Update : May 19, 2014
[Tokyo Stock Exchange, Inc.]
TSE has imposed a listing agreement violation penalty and requested an Improvement Report as follows.
|1. Company Name||
Japan Asset Marketing Co., Ltd.
(Code: 8922, Market Division: Mothers)
|2. Listing Agreement Violation Penalty Total||JPY 10 million|
Securities Listing Regulations, Rule 509, Paragraph 1, Item 1
(Due to falling under a case where TSE deems that the listed company has been in violation of the matters to be observed when conducting disclosure and that such listed company has undermined shareholder and investor confidence in the TSE market)
|3. Improvement Report Submission Deadline||May 29, 2014 (Thu.)|
Securities Listing Regulations, Rule 502, Paragraph 1, Item 1
(Due to improvements being deemed highly necessary in cases where TSE has recognized a violation of the matters to be observed when conducting disclosure)
Japan Asset Marketing Co., Ltd. (hereinafter "the Company") disclosed an investigative report of a third party committee regarding inappropriate accounting processing and an outline of amended earnings reports on Mar. 28, 2014, and subsequently disclosed amended earnings reports for the previous fiscal years on Apr. 24, 2014.
These disclosures revealed that in software sales for JPY 40 million conducted immediately prior to the end of the fiscal year, an intermediary pertaining to such sales did not substantially provide services and the majority of the JPY 20 million in fees the Company paid to the intermediary from the sales proceeds was returned on the same day to the buyer, leading to excessive accounting of sales.

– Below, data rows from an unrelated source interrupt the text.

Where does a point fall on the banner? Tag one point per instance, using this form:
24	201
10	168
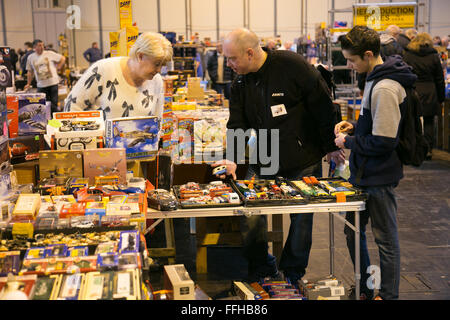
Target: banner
125	13
114	44
379	16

The Company's consolidated sales for the fiscal year ended Mar. 2012 fell below JPY 100 million, leading to the possibility of the Company falling under the Mothers delisting criterion for sales. It has become clear that the Company's consolidated sales for the fiscal year ended Mar. 2012 were JPY 83 million, and not JPY 103 million.

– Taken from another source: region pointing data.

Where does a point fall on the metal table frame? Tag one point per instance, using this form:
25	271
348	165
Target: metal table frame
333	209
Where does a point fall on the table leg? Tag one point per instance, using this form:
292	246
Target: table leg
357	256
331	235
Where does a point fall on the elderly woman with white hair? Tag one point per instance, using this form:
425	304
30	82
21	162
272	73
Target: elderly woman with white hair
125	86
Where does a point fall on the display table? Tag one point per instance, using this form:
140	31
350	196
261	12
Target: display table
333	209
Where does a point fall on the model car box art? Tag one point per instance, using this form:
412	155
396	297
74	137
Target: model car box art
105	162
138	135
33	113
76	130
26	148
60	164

It has been deemed that, under the weak business management framework of the Company, the then representative director held excessive authority and performed the above actions to maintain the Company's listing despite the possibility that such director was plainly aware that the accounting practices were improper, and that such director was severely lacking in awareness of compliance. Furthermore, contracts with new parties were not subject to an approval process in the company's rules at the time, and no decision or report was made in a significant meeting regarding the matter. Additionally, statutory and internal auditing did not function sufficiently.
Following a capital/business partnership the Company entered into with another company in Mar. 2013, all directors at the time resigned, a large number of employees were added, and the business of the Company changed significantly.

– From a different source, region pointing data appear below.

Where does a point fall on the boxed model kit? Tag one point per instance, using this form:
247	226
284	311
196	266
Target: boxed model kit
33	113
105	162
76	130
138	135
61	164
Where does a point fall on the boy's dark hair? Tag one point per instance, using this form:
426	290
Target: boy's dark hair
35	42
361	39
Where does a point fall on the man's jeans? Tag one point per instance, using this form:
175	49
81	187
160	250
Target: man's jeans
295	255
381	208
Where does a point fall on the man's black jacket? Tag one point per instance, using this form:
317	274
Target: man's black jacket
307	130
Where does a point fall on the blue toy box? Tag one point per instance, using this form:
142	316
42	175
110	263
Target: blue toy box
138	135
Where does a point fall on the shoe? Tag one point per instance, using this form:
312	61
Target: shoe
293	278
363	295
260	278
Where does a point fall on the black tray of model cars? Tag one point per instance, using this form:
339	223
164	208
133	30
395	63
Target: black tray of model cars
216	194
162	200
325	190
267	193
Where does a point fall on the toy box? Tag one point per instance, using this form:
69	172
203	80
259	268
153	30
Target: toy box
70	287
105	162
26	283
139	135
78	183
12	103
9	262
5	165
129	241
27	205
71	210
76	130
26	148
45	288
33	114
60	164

Taking these facts into comprehensive consideration, it has been deemed that the Company conducted improper disclosure resulting in it falling under the delisting criteria due to insufficiencies in the Company's disclosure framework. The timely disclosure framework of the Company is deemed to be in high need of improvement. As such, TSE has determined it is appropriate for the Company to submit a report containing the background of the matter and improvement measures, and subject such report to public inspection.
Additionally, even though the then representative director performed this action to maintain the Company's listing despite the possibility that such director was plainly aware of the improper recording of sales, and the scale of this amendment is limited, because the amendment resulted in the Company falling under the delisting criteria in the fiscal year ended Mar. 2012, which TSE deems to have harmed investor confidence in the exchange market, TSE shall also impose a listing agreement violation penalty on the Company.